On doute que ses propos calment l’exaspération d'un peuple qui se sent méprisé... Et si rien n’est certain sur la possibilité pour Georgescu de se représenter aux nouvelles élections de mai, une telle posture ne risque pas de rendre populaire la nouvelle coalition du gouvernement pro-européen roumain.

Vos commentaires

47 commentaires

  1. Sortez « l’europe » de l’équation et vous résolvez tous les problèmes politiques . Cette « europe » rogne la souveraineté des pays membres . Comment voulez vous que ça marche ? Avant c’était CEE : Communauté Economique Européenne ; Maintenant c’est Europe !!!!! Bruxelles prône le fédéralisme et asphyxie les nations .

  2. Une bonne jacquerie des états Européens pourrait remettre un peu d’ordre en satisfaisant les peuples…

  3. Précisons que lorsque vous parlez des sans dents sans préciser qui , on doit cette expression a François Hollande, président soi-disant socialiste.
    Il est important de le rappeler…

  4. Les dirigeants roumains ont-ils oublié le sort des époux Ceaușescu ? À leur place je réfléchirais avant d’humilier et bafouer le peuple.

  5. ils ont raison et chez nous le vote RN des 11 millions d’électeurs qui ont été bafoués par ces pourris qui veulent gouverner mais qui refusent de céder leur place.

  6. L’élite mondialiste richissime tente des coups d’Etat permanents, pour voir jusqu’où elle peut soumettre et exploiter les peuples : covid, ruine d’un Etat rebelle (la Grèce, par exemple), destruction des élections démocratiques, pillage économique des nations, etc.
    Cette élite applique ainsi son programme d’extrême droite ( = élite privilégiée exploitant le peuple) avec leur arme favorite : l’union européenne. C’est aux peuples de se défendre contre ces attaques, comme le font les roumains, les hongrois, les coréens, les britanniques et tous ceux qui relèvent la tête.
    Jusqu’à présent, les français sont un peu en reste, il me semble.

    • Souhaitons qu’ils se réveillent car je crains fort qu’en 2027, les élections présidentielles ne soient volées au peuple français comme à la Roumanie . Si l’annulation d’un vote marche pour un pays européen , pourquoi ne pas appliquer les mêmes méthodes pour l’Allemagne ou la France ? Et alors , nous aurons perdu notre dernier et ultime recours : le vote .

  7. Nous avons déjà entendu cela en France, réserver le vote aux citoyens qui votent bien. La gauche et la clique de Bruxelles sont prêts à tout pour faire taire le peuple.

  8. Si la Roumanie n’a pas l’élection souhaitée, ils pourront dire que l’Europe est une dictature. Ils ont connu pendant plusieurs décennies ce régime, ils savent ce que vaut pareil régime. C’est ce que les Allemands redoutent, et ce qui nous pend aux nez. Car Macron pourrait être tenté par cette option en 2027. Il est prêt à tout pour se maintenir à la Présidence. Il s’en moque éperdument des déficits. Quand la France sera exengue, un plan marchal nous soumettra. Adieu la France.

  9. La Roumanie… on l’a fait clame Breton
    L’Allemagne… on peut le faire
    Et la France, ce technocrate connait-il déjà le verdict du tribunal ?
    Et cette Europe se permet de parler de protéger la Liberté d’Expression !!!

  10. On comprend bien que c’est les gens d’en bas contre les gens d’en haut. Autrement dit, la gente des gueux contre la gente des élites. Ça sent la révolte à plein nez !
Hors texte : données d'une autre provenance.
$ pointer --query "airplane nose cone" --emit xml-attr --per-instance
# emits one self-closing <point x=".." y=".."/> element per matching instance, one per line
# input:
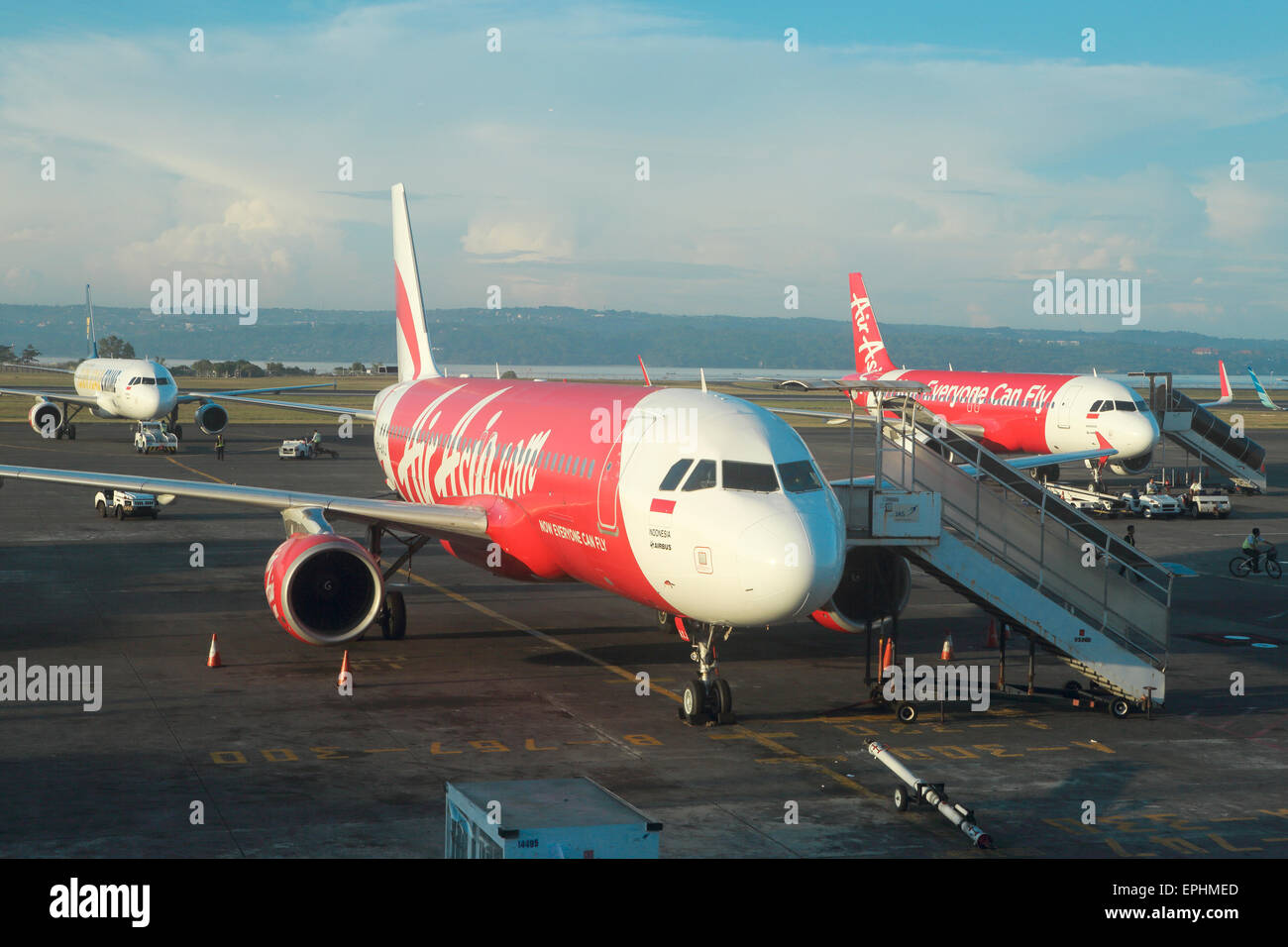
<point x="786" y="567"/>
  11. Ce qui se passe à l’heure actuelle en Roumanie pourrait bien être une répétition de ce qui arrivera en France, en 2027, si Marine Le Pen est élue Présidente de la République. Soyons plus que vigilants.

  12. Pardonnez moi de pinailler, mais je reviens à cette erreur récurrente: « deS électionS présidentielleS ».
    Même si ladite élection se joue à plusieurs tours, il n’y a qu’un seul candidat à élire, contrairement aux législatives ou municipales.

  13. Tout ça va mal finir . Ils oublient que c’est partout en Europe que les peuples ont décidé de les chasser du pouvoir .

    • Vous oubliez aussi que la première fonction du pouvoir, c’est … de se maintenir au pouvoir. La démocratie, la république, le peuple, ne sont que des mots vides de sens pour ces gens qui les utilisent pour endormir les foules et leur ôter tout désir de changement.